Although it's always retrospective, looking at economic data helps to highlight some broader economic trends, as well as some more industry-focused metrics. This morning, investors receive a reading on second-quarter GDP and numbers on corporate profits for Q2, both of which fall into the highly backward-looking category. At 10 a.m. EDT, a more useful number on July's pending home sales is released, with expectations for a 1% gain versus June's 1.4% drop.
The Isaac Effect
While it's not the 100-year storm that Katrina was, Hurricane Isaac will test New Orleans' $15 billion flood defenses. All appears to be going well thus far, but with the slow-moving storm dumping massive amounts of rain on the area, we'll have to wait to learn about the level of damage. One group especially focused on the storm's impact is Gulf oil producers, such as Anadarko Petroleum (NYSE: APC ) and Apache (NYSE: APA ) . Many producers shut down production earlier this week and may not see a return to normalized levels for a number of days. This marks the first large-scale production impact in the Gulf region since 2008, with some estimates suggesting a 5% to 10% revenue impact for producers in the region this quarter.

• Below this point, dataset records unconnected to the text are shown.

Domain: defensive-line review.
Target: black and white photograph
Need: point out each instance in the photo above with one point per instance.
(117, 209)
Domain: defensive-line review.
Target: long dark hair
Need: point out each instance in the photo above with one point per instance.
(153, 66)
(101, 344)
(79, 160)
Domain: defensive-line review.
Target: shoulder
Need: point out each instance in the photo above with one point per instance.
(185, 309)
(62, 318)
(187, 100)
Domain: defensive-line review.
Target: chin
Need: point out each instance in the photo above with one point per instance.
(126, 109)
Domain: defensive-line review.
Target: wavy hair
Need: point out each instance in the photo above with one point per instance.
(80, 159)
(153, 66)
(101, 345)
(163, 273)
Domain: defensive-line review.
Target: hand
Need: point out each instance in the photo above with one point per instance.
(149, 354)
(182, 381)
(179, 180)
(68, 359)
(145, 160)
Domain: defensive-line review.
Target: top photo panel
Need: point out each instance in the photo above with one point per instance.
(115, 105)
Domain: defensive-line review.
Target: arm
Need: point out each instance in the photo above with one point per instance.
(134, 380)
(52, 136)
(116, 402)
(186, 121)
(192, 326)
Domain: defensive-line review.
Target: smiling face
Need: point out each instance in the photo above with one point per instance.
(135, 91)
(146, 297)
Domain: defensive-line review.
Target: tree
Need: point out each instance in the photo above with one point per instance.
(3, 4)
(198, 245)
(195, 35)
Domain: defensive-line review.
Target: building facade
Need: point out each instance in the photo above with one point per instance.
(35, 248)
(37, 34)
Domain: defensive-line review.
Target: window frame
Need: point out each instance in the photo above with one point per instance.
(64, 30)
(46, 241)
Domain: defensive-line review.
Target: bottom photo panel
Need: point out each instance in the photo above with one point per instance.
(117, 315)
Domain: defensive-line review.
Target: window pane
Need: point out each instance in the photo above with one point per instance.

There are always a few stragglers reporting earnings after the main period of earnings season has passed. This morning, investors hear from three S&P 500 components: Brown-Forman, H.J. Heinz, and Joy Global (NYSE: JOY ) . Focusing in on mining-equipment maker Joy Global, shares indicate a lower open in premarket activity after the company missed both revenue and earnings expectations for its fiscal third quarter. CEO Mike Sutherlin also offered a cautious stance going forward, saying that "the outlook for our business has continued to decline over the past quarter" and lowering full year guidance.
Foolish bottom line
Though we'll receive our daily dose of economic data and a few earnings reports today, the fact remains that this week will remain as monotonous as Ben Stein's voice. However, slow-moving markets can be a godsend for investors who need to refocus their attention on building a portfolio full of great businesses built for the long term. To help, our analysts have highlighted a few of their favorite long-term picks in this special free report: "The 3 Dow Stocks Dividend Investors Need." To claim an instant copy of this report, simply click here now.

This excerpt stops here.